Sauf si votre application d’origine (dans le cas présent Douyin) était soumise à une censure imposée par la République populaire de Chine. Et c’est effectivement le cas. Aucune application en Chine ne peut, par exemple, faire en sorte d’essayer de soulever la population contre le gouvernement en place, ne peut inciter à faire de la discrimination, ou encore ne peut faire de la désinformation.

En créant TikTok pour son expansion à l’international, ByteDance (dont le gouvernement chinois est actionnaire, c’est important dans l’équation), contourne ainsi la censure de l’internet chinois et peut donc, en toute logique, désinformer, discriminer ou encore renverser.

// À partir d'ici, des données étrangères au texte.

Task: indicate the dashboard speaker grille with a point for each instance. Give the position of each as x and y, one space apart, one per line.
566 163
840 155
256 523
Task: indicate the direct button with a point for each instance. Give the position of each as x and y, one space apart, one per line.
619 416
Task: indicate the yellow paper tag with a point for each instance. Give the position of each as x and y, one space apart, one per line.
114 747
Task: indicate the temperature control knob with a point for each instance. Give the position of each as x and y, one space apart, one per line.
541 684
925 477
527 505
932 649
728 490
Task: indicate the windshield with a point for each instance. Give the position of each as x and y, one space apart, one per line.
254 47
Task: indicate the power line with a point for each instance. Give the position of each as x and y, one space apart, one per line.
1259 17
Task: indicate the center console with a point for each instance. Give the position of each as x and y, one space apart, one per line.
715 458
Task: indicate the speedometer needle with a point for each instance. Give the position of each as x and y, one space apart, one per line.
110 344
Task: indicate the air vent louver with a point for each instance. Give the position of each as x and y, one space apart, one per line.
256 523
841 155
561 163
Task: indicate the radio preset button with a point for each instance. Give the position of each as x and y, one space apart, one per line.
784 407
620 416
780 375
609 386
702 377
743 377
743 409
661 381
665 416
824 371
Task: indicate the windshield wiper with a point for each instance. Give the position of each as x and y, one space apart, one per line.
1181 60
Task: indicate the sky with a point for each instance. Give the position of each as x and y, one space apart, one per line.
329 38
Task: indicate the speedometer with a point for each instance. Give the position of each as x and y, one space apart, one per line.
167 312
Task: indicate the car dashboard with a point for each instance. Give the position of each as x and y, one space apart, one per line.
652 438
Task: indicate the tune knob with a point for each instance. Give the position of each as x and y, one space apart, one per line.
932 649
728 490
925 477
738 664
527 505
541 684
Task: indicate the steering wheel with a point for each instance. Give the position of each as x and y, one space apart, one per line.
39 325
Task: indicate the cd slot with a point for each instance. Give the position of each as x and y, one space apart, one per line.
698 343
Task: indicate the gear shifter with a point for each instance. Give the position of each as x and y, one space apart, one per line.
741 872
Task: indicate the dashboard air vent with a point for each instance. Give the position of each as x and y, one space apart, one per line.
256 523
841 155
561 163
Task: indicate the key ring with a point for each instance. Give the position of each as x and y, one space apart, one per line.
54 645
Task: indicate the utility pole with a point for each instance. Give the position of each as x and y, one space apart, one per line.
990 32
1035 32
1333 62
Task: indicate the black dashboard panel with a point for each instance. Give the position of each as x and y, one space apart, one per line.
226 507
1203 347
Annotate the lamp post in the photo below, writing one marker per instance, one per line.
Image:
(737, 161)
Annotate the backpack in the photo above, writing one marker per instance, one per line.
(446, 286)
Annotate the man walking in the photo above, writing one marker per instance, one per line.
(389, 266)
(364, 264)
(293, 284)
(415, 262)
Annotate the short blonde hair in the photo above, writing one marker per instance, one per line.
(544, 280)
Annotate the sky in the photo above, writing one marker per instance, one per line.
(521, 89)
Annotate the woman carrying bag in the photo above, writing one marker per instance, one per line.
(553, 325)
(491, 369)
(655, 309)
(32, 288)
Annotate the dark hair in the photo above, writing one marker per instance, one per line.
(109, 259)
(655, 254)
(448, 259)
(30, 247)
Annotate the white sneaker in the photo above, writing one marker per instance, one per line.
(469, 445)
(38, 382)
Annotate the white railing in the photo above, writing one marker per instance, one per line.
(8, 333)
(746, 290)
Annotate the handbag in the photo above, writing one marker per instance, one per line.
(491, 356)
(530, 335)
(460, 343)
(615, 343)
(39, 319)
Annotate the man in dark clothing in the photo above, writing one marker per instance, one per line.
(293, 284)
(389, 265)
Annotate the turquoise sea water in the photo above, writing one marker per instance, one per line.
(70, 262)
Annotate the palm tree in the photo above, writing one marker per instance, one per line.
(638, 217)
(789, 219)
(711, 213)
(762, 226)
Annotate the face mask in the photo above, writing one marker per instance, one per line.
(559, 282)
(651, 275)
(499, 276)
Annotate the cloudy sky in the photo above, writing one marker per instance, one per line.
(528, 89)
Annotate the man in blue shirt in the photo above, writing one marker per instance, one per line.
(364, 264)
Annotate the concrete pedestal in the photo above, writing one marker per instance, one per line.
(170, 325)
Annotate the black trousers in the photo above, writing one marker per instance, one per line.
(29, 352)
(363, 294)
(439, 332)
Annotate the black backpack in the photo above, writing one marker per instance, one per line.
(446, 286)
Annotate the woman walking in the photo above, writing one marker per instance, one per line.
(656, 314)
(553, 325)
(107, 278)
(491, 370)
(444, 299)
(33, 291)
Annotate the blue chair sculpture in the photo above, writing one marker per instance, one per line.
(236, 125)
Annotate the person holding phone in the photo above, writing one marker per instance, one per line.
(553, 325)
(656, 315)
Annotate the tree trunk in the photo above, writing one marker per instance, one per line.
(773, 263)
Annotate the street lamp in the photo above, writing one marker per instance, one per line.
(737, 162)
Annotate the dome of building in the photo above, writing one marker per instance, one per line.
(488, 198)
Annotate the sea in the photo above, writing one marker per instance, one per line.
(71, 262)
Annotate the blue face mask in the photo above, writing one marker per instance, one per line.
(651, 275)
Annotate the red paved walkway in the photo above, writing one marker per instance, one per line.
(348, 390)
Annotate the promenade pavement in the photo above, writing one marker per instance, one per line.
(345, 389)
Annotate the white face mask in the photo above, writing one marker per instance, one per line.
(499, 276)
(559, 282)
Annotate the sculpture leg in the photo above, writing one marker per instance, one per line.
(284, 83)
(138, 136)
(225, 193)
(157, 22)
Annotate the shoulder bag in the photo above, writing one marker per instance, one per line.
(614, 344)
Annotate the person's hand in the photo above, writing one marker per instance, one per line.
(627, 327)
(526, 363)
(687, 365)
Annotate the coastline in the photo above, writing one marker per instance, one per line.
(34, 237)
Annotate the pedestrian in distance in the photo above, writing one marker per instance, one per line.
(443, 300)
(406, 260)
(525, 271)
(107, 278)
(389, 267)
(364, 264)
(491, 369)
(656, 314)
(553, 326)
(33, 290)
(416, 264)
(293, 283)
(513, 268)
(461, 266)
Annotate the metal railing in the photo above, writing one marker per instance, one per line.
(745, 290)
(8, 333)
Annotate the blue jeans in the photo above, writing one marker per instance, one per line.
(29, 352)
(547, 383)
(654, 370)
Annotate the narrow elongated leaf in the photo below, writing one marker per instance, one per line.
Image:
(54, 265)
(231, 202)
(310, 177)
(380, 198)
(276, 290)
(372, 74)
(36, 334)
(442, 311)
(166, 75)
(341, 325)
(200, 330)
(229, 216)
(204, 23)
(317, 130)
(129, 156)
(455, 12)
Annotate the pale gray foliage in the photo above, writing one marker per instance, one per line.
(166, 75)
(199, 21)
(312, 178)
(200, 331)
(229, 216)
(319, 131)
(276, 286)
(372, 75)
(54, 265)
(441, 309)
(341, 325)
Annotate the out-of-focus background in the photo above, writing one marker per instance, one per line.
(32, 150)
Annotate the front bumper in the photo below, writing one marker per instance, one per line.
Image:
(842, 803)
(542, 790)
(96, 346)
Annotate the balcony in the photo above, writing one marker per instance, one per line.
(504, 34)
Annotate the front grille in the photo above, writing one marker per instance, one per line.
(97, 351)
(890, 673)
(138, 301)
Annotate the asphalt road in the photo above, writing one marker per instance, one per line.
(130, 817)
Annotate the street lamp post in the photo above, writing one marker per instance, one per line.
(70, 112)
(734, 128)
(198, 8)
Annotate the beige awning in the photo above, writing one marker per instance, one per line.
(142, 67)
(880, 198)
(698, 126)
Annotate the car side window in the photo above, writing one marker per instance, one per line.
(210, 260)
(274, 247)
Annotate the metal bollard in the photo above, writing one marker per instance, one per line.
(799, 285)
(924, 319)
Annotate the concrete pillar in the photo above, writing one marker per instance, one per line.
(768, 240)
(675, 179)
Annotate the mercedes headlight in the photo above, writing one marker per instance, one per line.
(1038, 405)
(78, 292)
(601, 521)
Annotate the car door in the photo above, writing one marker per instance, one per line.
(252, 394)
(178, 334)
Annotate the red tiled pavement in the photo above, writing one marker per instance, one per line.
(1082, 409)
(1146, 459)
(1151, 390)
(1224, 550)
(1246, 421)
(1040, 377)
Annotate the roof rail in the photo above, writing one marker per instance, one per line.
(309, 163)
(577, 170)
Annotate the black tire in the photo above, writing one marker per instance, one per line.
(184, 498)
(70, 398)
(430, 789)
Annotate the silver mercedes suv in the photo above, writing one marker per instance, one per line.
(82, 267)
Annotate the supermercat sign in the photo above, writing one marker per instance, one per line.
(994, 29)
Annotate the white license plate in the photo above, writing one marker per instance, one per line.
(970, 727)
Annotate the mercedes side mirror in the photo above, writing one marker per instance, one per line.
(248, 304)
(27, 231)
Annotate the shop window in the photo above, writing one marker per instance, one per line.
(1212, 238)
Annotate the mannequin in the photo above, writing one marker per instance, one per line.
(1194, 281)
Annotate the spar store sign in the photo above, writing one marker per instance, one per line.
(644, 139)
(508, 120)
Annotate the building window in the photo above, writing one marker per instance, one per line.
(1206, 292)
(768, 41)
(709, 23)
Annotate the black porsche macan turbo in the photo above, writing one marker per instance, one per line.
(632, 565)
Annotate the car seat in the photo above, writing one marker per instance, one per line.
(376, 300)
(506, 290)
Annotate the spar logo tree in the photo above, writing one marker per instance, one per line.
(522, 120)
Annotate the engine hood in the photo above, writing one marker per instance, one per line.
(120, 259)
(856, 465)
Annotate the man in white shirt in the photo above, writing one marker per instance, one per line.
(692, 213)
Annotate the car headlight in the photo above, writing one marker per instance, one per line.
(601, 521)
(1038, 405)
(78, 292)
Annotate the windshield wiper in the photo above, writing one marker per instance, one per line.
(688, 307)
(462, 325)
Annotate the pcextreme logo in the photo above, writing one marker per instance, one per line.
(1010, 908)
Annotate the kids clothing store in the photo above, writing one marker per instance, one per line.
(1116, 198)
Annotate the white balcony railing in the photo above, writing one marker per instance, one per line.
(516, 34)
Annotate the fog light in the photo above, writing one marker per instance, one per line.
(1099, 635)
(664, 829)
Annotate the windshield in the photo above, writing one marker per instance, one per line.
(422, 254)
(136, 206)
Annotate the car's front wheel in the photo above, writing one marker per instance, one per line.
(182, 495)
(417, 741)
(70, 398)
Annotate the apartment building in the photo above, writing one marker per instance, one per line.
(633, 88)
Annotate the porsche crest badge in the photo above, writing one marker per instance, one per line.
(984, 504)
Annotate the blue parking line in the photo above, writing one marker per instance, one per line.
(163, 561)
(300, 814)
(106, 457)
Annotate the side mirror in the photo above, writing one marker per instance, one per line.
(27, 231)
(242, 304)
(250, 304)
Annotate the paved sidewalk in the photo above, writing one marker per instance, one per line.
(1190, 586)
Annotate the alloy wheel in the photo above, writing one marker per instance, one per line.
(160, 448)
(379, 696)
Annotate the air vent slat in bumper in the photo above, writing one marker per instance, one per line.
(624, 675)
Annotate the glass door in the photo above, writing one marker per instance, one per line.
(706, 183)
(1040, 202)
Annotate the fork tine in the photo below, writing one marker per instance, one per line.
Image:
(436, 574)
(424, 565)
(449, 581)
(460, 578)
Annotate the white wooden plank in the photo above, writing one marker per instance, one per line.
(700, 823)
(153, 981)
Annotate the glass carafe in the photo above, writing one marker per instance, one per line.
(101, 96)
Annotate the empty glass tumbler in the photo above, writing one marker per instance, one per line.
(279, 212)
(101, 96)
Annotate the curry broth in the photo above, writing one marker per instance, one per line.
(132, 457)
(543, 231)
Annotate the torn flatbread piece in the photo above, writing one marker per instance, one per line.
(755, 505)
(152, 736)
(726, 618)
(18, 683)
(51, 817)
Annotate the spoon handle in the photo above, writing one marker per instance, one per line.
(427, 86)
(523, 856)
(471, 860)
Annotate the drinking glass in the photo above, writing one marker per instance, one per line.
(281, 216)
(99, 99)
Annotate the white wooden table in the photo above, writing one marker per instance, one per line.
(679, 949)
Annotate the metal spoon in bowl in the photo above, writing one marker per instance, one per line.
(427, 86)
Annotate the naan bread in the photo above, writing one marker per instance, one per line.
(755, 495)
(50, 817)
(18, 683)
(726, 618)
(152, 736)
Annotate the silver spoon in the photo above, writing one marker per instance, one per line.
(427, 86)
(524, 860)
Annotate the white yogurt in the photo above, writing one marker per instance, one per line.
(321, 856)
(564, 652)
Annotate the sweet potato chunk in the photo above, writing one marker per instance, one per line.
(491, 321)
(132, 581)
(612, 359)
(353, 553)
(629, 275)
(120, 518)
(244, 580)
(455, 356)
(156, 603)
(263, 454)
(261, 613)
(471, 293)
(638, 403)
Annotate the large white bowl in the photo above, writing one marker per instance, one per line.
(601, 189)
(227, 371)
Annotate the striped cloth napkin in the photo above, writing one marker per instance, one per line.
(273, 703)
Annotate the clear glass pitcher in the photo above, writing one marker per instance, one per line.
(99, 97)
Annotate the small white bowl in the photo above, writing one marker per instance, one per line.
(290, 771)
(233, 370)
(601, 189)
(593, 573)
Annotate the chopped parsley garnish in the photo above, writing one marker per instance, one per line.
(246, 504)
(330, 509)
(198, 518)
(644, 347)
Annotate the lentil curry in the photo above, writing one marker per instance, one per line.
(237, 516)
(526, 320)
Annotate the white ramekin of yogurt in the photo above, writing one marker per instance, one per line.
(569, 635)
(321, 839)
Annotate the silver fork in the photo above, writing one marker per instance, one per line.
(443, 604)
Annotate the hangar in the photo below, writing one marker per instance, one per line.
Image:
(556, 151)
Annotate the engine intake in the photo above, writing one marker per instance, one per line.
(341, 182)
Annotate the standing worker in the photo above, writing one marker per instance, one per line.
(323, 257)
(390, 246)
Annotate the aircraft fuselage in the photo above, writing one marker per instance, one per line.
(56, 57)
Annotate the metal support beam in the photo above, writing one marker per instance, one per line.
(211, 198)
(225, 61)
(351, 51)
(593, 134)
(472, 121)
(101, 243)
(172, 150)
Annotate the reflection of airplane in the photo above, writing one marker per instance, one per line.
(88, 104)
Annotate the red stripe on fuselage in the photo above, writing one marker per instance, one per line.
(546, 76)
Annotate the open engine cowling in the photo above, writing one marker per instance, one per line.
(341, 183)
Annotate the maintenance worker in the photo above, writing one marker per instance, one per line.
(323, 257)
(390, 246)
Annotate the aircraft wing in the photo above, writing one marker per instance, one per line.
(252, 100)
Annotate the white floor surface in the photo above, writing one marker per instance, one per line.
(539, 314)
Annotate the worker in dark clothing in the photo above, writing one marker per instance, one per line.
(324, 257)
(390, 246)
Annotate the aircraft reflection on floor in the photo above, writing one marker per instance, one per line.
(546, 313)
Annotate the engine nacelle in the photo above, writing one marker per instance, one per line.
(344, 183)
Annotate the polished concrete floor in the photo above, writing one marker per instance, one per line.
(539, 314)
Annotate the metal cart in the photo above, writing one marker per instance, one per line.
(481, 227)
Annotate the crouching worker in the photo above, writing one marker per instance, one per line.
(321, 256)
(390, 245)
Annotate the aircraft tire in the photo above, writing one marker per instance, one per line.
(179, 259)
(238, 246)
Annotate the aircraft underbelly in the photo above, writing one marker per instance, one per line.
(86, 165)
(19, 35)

Mais surtout, il peut accéder aux données présentes sur vos appareils, sur demande du gouvernement chinois, sans autres mesures juridiques (contrairement aux États-Unis ou au Canada ou dans les pays de l’Union européenne). Des données qui prises seules ne sont pas intéressantes (savoir à quelle école va votre enfant n’est pas si stratégique), mais qui prises collectivement donnent des indications sociétales sur notre fonctionnement en Occident.

Si en réalisant cela vous commencez à avoir quelques sueurs froides dans le dos, ne lisez pas ce qui s’en vient…

Domination technologique

La Chine, vous le comprendrez à présent, est capable technologiquement de s’infiltrer dans nos vies, dans nos démocraties (pas seulement la Chine, mais avec un régime totalitaire, on ne peut passer cela sous silence). Mais le pire reste potentiellement à venir. Il faut savoir que la Chine, selon les dernières recherches de l’Australian Strategic Policy Institute (ASPI), a jeté les bases pour se positionner comme la première superpuissance mondiale en sciences et technologies, en établissant une avance (parfois étonnante) dans la recherche à fort impact, et ce, dans la majorité des domaines technologiques critiques et émergents.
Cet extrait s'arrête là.